Judgment from the Court of Appeal of Botswana upholding an earlier ruling from the High Court that found that the criminalisation ‘carnal knowledge against the order of nature’ was unconstitutional.

On 29 November 2021, Botswana’s Court of Appeal affirmed a lower court’s decision that held laws criminalising consensual, same-sex sexual conduct were unconstitutional. The antiquated criminalising laws, prescribed in Sections 164 and 165 of Botswana’s British colonial-era Penal Code, outlawed ‘carnal knowledge of any person against the order of nature,’ and attempts to commit the offence, respectively. Those convicted under these laws faced jail sentences of up to seven years.

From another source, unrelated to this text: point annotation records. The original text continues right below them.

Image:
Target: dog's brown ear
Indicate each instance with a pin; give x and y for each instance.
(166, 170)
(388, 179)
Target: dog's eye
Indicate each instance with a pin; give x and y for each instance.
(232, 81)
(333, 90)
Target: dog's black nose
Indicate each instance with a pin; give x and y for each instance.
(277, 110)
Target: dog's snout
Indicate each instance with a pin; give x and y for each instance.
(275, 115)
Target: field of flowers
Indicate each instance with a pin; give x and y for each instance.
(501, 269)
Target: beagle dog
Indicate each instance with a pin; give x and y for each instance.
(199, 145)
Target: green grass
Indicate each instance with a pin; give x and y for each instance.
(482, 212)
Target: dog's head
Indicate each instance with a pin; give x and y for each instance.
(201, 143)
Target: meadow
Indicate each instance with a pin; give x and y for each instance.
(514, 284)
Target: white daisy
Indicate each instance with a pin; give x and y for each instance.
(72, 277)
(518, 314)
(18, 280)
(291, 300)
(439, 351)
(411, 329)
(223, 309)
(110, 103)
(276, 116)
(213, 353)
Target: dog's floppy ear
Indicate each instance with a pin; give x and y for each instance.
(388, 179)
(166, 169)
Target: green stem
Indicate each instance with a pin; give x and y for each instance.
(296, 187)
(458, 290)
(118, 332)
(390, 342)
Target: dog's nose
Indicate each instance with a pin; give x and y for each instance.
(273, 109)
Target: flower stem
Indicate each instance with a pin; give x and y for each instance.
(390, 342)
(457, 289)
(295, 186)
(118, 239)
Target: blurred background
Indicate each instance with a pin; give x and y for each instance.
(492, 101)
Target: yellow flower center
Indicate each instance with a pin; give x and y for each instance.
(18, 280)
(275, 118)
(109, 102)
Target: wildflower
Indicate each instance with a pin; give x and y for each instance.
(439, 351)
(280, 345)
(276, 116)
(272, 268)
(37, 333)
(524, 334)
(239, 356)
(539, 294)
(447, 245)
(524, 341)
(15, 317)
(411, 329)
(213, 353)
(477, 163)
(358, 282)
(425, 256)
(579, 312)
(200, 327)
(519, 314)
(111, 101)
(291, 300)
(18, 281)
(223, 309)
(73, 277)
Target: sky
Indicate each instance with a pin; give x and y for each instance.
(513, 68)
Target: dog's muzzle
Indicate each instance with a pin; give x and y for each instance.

In September 2016, complainant Letsweletse Motshidiemang, a gay man, argued that Sections 164, 165 and 167 were unconstitutional. On 11 June 2019, the High Court of Botswana in Gaborone agreed. In particular, the Court struck down Sections 164(a) and (c) and 165 as violations of Sections 3 (liberty, privacy and dignity), 9 (privacy) and 15 (non-discrimination) under the Constitution of Botswana of 1966. With regard to Section 167 – which criminalises ‘any person who, whether in public or private, commits any act of gross indecency with another person’ – the Court amended the provision to remove the word ‘private’.

In 2021, the Court of Appeal heard the case following a State appeal that the High Court had no power to overturn a 2003 judgement (Kanane v State) which held that Section 164 was constitutional. The State also invoked the separation of powers and the fact that the Penal Code predates the Constitution to challenge the High Court’s decision.

The Court of Appeal found that the State’s arguments concerning the Kanane case were not relevant. The Court held that “in the thirteen years that followed Kanane’s case many indications of a softening attitude towards homosexuality have emerged” and the provisions had “been rendered unconstitutional by the march of time and change of circumstances.” The Court upheld the High Court decision stating that it was correct to strike down the sections on the grounds that “there was no discernible public interest” in the continued existence of the provisions and that “they breach the fundamental right to privacy”.